Core of the present invention is to provide a kind of degree of deep learning method based on GPU and system, and to solve in prior art, to calculate long-acting rate consuming time low, and system disposes the problem complicated, cost is high.
In order to make those skilled in the art person understand the present invention program better, below in conjunction with the drawings and specific embodiments, the present invention is described in further detail.
The following technical scheme of the present invention is described for the study of the degree of depth of image data, and certainly, this only gives an example, and is not limited to image data, can also be other such as speech data, ad data etc.
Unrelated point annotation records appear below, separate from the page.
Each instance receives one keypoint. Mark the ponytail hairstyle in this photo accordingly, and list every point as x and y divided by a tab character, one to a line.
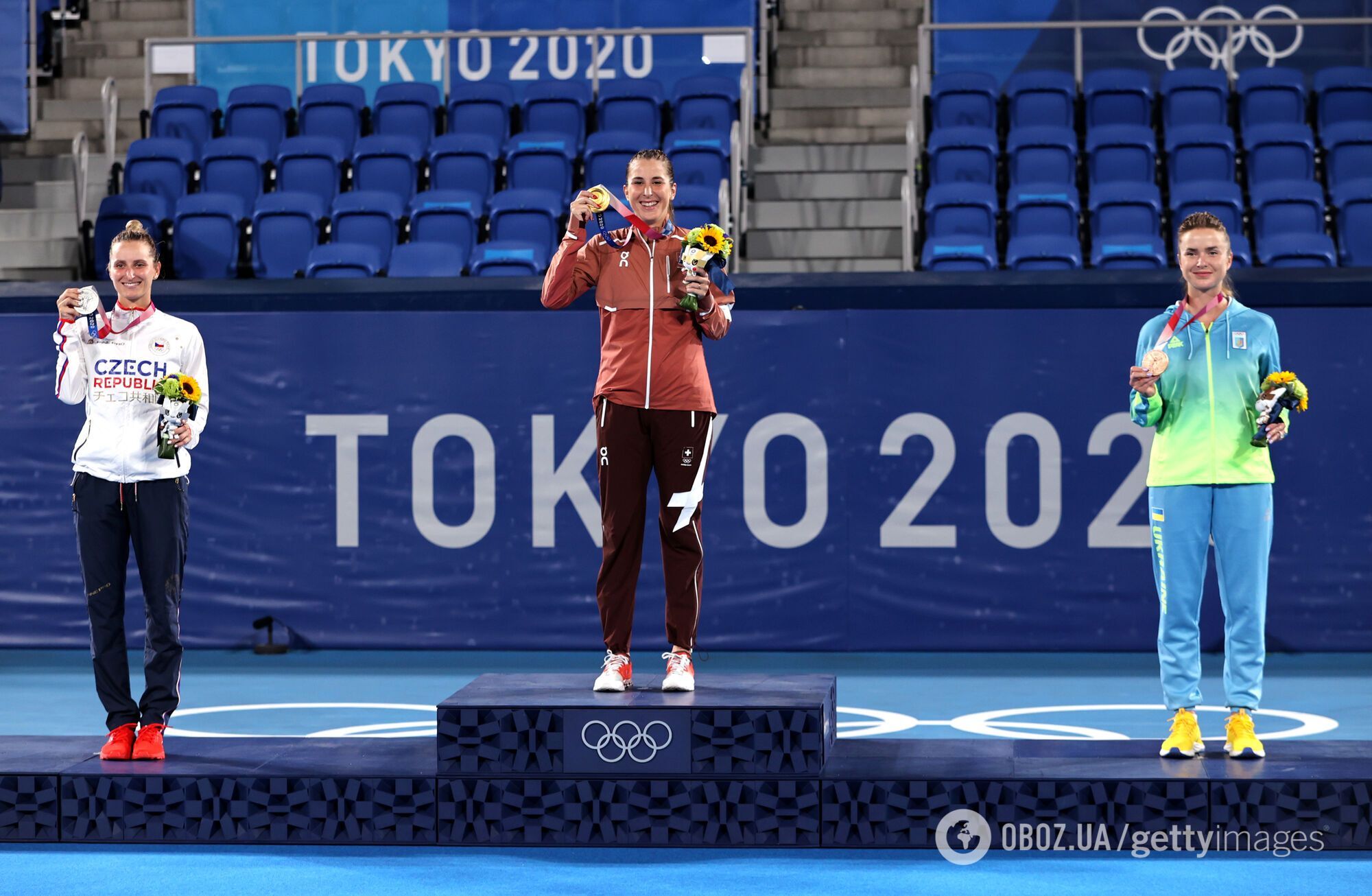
134	233
1207	222
655	156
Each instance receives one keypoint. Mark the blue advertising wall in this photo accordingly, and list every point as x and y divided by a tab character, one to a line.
883	480
518	61
1006	53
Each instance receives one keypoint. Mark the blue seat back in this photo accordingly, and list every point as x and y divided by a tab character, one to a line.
286	227
333	110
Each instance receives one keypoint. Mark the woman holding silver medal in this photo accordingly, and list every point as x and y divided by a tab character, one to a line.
124	489
655	408
1197	377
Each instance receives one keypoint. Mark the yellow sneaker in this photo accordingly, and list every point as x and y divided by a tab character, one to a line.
1185	742
1240	740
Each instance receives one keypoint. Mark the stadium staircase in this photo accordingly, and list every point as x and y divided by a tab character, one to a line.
38	224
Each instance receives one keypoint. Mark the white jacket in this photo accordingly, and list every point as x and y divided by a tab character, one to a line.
116	377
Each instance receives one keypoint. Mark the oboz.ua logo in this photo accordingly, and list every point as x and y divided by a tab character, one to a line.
618	746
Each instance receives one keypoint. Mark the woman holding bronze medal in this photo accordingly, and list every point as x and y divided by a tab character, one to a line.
655	408
142	377
1197	378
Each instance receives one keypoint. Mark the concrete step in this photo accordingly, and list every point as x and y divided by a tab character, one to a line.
28	255
818	266
849	36
836	135
150	10
851	117
823	213
902	56
846	78
824	244
829	158
839	98
167	28
871	21
828	186
28	224
84	110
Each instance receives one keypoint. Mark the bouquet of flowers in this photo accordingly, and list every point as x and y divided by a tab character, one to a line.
706	248
179	396
1279	390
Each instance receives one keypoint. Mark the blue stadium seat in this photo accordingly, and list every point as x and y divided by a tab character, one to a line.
1043	211
1122	153
1123	209
260	110
528	215
1042	98
1299	250
235	165
286	227
540	160
160	165
961	211
344	261
695	207
964	99
149	209
407	110
1344	94
481	109
1194	97
464	163
699	157
960	156
186	113
311	165
206	237
705	102
1200	153
1043	253
635	106
371	217
510	259
1348	152
558	108
1271	97
958	253
1119	97
1285	208
389	164
333	110
1130	253
451	217
1042	156
1353	200
426	260
1279	153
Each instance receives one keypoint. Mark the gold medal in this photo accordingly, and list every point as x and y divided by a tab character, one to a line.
1156	362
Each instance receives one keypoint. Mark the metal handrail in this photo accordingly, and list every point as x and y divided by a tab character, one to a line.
80	175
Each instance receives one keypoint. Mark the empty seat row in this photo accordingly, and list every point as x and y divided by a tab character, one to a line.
1126	97
415	110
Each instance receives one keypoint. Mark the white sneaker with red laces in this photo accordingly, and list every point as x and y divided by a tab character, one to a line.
617	673
681	673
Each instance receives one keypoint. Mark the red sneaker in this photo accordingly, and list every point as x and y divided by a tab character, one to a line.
120	744
150	743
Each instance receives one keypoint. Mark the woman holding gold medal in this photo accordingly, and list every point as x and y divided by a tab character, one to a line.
1197	377
142	377
655	408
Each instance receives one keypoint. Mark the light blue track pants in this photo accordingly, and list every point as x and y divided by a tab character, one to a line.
1183	519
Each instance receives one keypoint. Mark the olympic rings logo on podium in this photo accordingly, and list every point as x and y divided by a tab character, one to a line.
1212	50
614	740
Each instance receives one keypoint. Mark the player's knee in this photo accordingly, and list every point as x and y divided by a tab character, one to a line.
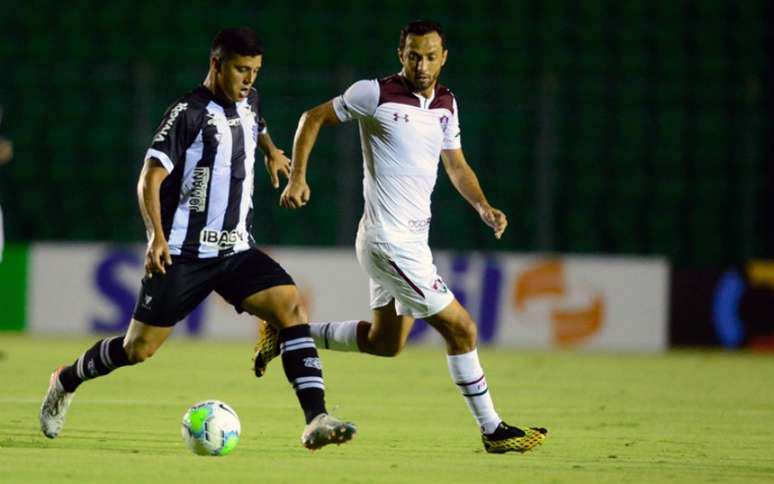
138	350
388	348
462	336
289	313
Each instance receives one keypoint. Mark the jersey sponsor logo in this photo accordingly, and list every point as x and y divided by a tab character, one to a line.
444	120
197	202
164	131
222	239
419	225
211	121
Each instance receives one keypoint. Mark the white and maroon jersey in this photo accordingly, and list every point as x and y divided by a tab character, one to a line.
208	148
402	135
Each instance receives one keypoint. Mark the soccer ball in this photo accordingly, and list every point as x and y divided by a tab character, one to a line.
211	428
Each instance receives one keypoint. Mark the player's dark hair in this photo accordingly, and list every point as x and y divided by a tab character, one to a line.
421	27
236	41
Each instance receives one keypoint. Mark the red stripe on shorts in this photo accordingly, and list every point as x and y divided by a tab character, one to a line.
405	278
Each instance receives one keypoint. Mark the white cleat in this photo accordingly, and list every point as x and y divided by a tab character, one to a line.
54	406
325	429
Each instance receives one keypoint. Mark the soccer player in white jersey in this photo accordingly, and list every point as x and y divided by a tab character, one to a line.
407	121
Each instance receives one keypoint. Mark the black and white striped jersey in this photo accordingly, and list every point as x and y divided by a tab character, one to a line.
208	148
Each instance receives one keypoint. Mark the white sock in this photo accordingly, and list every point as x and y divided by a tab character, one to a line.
466	372
335	335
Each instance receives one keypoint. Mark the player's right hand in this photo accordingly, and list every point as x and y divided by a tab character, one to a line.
157	256
296	194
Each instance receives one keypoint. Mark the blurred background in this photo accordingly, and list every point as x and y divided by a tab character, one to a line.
635	128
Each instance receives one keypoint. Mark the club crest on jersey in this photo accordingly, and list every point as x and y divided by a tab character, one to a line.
164	130
221	239
197	201
444	120
440	286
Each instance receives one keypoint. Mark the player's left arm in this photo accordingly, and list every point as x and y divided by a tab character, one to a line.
274	158
465	181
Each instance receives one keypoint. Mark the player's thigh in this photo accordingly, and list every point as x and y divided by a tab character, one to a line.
406	272
279	306
142	340
165	299
256	283
455	324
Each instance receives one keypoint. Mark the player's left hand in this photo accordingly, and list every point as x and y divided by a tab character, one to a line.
276	163
494	218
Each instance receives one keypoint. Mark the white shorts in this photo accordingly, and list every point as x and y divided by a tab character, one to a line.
404	272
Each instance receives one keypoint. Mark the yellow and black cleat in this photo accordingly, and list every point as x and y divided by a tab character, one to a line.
266	349
513	439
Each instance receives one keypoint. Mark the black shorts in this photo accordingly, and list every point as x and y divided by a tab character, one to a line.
165	299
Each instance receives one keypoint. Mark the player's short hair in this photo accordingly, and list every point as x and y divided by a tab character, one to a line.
236	41
421	27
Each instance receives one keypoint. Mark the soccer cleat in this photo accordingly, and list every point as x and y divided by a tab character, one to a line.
266	349
513	439
325	429
54	406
With reference to figure 1, Fig. 1 shows the process flow diagram of a kind of degree of deep learning method based on GPU that the embodiment of the present invention provides, the method is carried on the degree of deep learning software system based on GPU, these software systems are applied to the degree of deep learning system (i.e. hardware system) based on GPU, system is one-of-a-kind system and system comprises CPU and at least one GPU, specifically can comprise the steps:
Step S100, CPU transmission treats that training data is to each GPU;
In the present invention, the degree of deep learning system based on GPU can also comprise SSD hard disk and internal memory, treats that training data is to internal memory with reference to figure 2, ReadData:CPU parallel reading from SSD hard disk; SendData: will treat that training data transfers to each GPU in internal memory.
Step S101, each GPU utilize and treat training data, and forward-backward algorithm calculates the weight information of neural network model, and weight information is fed back to CPU;
In Fig. 2, ForwardBackward: perform forward-backward algorithm parallel computation;
TransferWeight: the weight information calculated is fed back to CPU.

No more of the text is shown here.